Ask an average marketer in India about how she measures the return on investment of her marketing spends on Facebook or Google, the obvious answer would be an ‘attribution’ method of measuring the ‘last click’ that would have converted into sales.
The big question to be asked is whether it is fair to allocate more money to Facebook or Google just because the final conversion came from either of these platforms. After seeing the ad on these platforms, the customer could have also visited other online platforms to read up about the product, even spoken to a sales agent at the company and then gone back to the Facebook or Google ad and clicked on it to finally buy the product. By measuring only the last click, the marketer misses the larger picture of the consumer’s journey where she would have visited multiple other platforms to research the product. Though digital accounts for over 30% of overall marketing spends of India Inc (with digital-first companies spending upwards of 70% of digital advertising), marketing measurement capabilities haven’t kept pace.
A recent Boston Consulting Group (BCG) and Meta (formerly Facebook) study on digital marketing measurement emphasises the need for marketers to look beyond attribution-led models (such as measuring ‘last click’) and invest on more holistic methods that would track a consumer’s complete journey. “You have to see your entire customer journey and attribute the channel which kind of drove the customer back,” says Pallavi Malani, partner and managing director, BCG.
Looking at measurement beyond the ‘last click’, becomes all the more important in an era where stringent data privacy norms are going to be implemented. The Joint Parliamentary Committee report on Personal Data Protection Bill was tabled in the Winter Session. “Third-party cookies will be completely depreciated in the next few years. Apple is already blocking some of its identifiers and this could add to the complexity of how you measure,” Malani explains.
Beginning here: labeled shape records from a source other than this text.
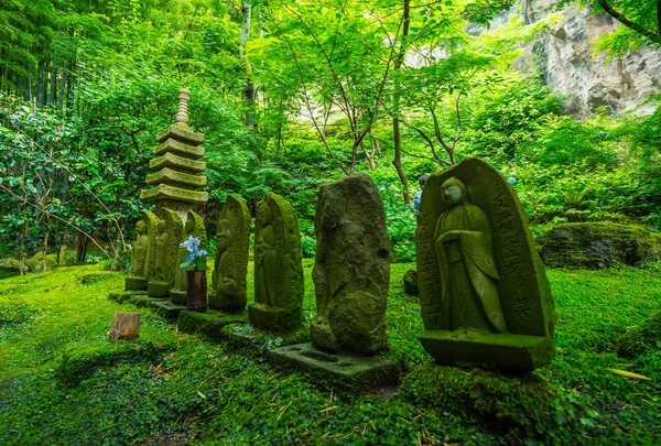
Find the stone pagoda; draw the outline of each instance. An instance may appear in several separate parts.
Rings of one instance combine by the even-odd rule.
[[[140,199],[153,203],[155,213],[169,208],[176,211],[184,220],[188,210],[196,210],[208,200],[208,193],[197,191],[207,185],[207,177],[201,175],[206,163],[199,161],[204,156],[204,134],[195,133],[188,127],[187,88],[180,89],[178,110],[175,123],[156,134],[159,145],[149,166],[154,173],[147,176],[147,184],[153,186],[140,192]]]

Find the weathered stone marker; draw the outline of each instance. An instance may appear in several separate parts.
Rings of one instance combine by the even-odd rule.
[[[390,250],[383,202],[371,178],[357,174],[322,186],[314,226],[317,316],[310,324],[312,342],[279,347],[268,357],[337,385],[393,384],[398,366],[375,356],[388,349]]]
[[[268,193],[254,224],[254,303],[248,307],[258,327],[291,330],[303,320],[301,232],[292,206]]]
[[[218,216],[216,258],[209,307],[226,312],[246,308],[246,275],[250,249],[250,213],[237,196],[228,194]]]
[[[438,362],[521,369],[554,356],[554,306],[514,192],[475,159],[433,174],[416,231],[420,340]]]
[[[182,219],[174,210],[167,208],[161,209],[161,216],[164,219],[159,221],[154,249],[154,272],[147,290],[152,297],[167,296],[180,270],[177,254],[184,229]]]
[[[314,226],[313,342],[361,355],[388,349],[390,250],[383,202],[371,178],[357,174],[322,186]]]
[[[194,211],[188,211],[186,216],[186,222],[184,224],[184,231],[180,246],[177,248],[177,260],[174,276],[174,289],[170,290],[170,298],[173,304],[186,305],[186,291],[188,290],[188,274],[187,271],[180,265],[188,257],[188,249],[181,246],[182,241],[186,241],[188,237],[195,237],[199,240],[199,247],[206,250],[207,239],[204,220]]]
[[[140,313],[113,313],[108,339],[129,340],[140,336]]]

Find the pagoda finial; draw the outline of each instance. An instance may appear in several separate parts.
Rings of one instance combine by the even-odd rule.
[[[191,99],[191,90],[187,88],[180,88],[180,106],[176,111],[174,121],[183,124],[188,124],[188,100]]]

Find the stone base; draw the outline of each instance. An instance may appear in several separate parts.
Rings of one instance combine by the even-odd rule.
[[[457,330],[425,330],[420,341],[436,362],[474,362],[532,370],[548,366],[555,356],[553,341],[542,336],[457,337]]]
[[[147,279],[129,275],[124,279],[124,290],[127,291],[142,291],[147,290]]]
[[[134,294],[129,297],[129,302],[139,308],[144,308],[150,302],[166,302],[164,298],[150,297],[144,294]]]
[[[246,312],[229,314],[207,309],[204,313],[184,309],[178,314],[176,325],[181,331],[201,334],[212,339],[223,339],[223,327],[229,324],[248,324]]]
[[[254,326],[278,331],[293,330],[303,322],[301,309],[292,311],[256,303],[248,305],[248,315]]]
[[[186,306],[186,292],[181,290],[170,290],[170,300],[175,305]]]
[[[167,297],[170,295],[170,283],[160,281],[149,281],[147,294],[152,297]]]
[[[145,294],[139,291],[113,291],[108,294],[108,298],[110,301],[117,302],[118,304],[123,304],[124,302],[131,301],[134,296],[144,296]]]
[[[183,312],[184,309],[186,309],[185,306],[181,306],[181,305],[174,305],[172,303],[170,303],[167,300],[152,300],[150,302],[147,303],[147,306],[151,309],[153,309],[156,314],[170,319],[170,320],[176,320],[176,318],[178,317],[180,313]]]
[[[370,390],[399,381],[399,367],[389,359],[327,353],[312,342],[278,347],[267,357],[277,366],[304,370],[336,385]]]

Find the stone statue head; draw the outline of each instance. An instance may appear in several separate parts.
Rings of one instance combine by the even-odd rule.
[[[443,191],[443,200],[448,206],[467,202],[466,185],[454,176],[447,178],[441,189]]]
[[[231,239],[231,221],[223,219],[218,224],[218,233],[216,235],[216,249],[225,251]]]
[[[257,220],[261,222],[261,226],[268,226],[271,224],[271,208],[268,204],[262,204],[259,209],[257,209]]]
[[[138,231],[139,235],[143,235],[145,230],[147,226],[144,225],[144,221],[138,220],[138,222],[136,224],[136,231]]]
[[[188,214],[188,218],[186,218],[186,225],[184,226],[184,231],[186,232],[186,235],[191,235],[191,233],[193,233],[194,230],[195,230],[195,217],[193,217],[193,215]]]

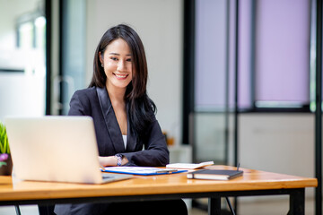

So, how does one measure a consumer’s digital journey more holistically? The BCG-Meta report recommends measurement of incrementality. It is all about measuring that real impact of marketing on business outcomes. So, if a marketer increases digital spends in certain markets and finds a spike in sales there compared to other markets where spends weren't raised in the same period, it would mean the campaign was effective. “It is taking two identical sets called test and control groups, exposing one to a marketing intervention and seeing what incremental impact that intervention leads to,” says Malani.
Pratham Hegde, director and head of measurement at Meta says, if companies really want marketing to be the engine of growth, measuring incrementality becomes imperative. “What’s the true incremental ROI of your ad spend? The number which you are seeing on the dashboard could be distorted because the conversion could have happened without having spent on the ad on that particular platform,” explains Hegde.
The BCG-Meta report claims that incrementality has delivered results globally. Brands such as Airbnb, Netflix, Diageo, Dominos and Under Armour, which have invested in measurement tools that measure incrementality have witnessed a 50%-60% uplift in sales, 8-10-fold increase in ROAS (return on ad spend), six-fold higher conversion rates and a 35%-40% higher ad performance.
Nippun Aneja, Chief Business Officer at Purplle.com says that the beauty marketplace, which has off late been spending 100% of its marketing money on digital platforms, has been able to increase its efficiency by 50%. It has been able to target consumers sharply by using tools which are geography specific. The company has started using programmatic advertising in a big way and is on its way to be able to measure incrementality. “Measuring incrementality needs a culture of experimentation within the organisation,” says Aneja.
According to Anshuk Aggarwal, co-founder of digital marketing agency AdYogi, incrementality could be one way to measure ad ROI on digital, but one should also have tools that could do online to offline tracking. “If the conversion is happening outside of online, all those systems are not connected. The point-of-sales system of the retailer doesn’t talk to Facebook or Google. For the measurement tool to be effective it has to integrate Facebook or Google with the website, the POS machine at your store as well as the excel sheets that you are maintaining.”
ROI measurement of digital ads is still a work in progress in India. Most advertisers are still flirting with digital ads. Though the pandemic has forced them to increase their spends on digital platforms as consumers have gone digital, measuring efficacy is still an after-thought for most. Dolly Jha, country head, Nielsen Media, says that she is measuring 40% more campaigns today than she did last year. “Companies are measuring on-target performance, unique audience, the kind of reach the campaign has been able to garner and the overall impact of the digital campaign on their ROI, but that is only 20% of the overall digital advertisers.”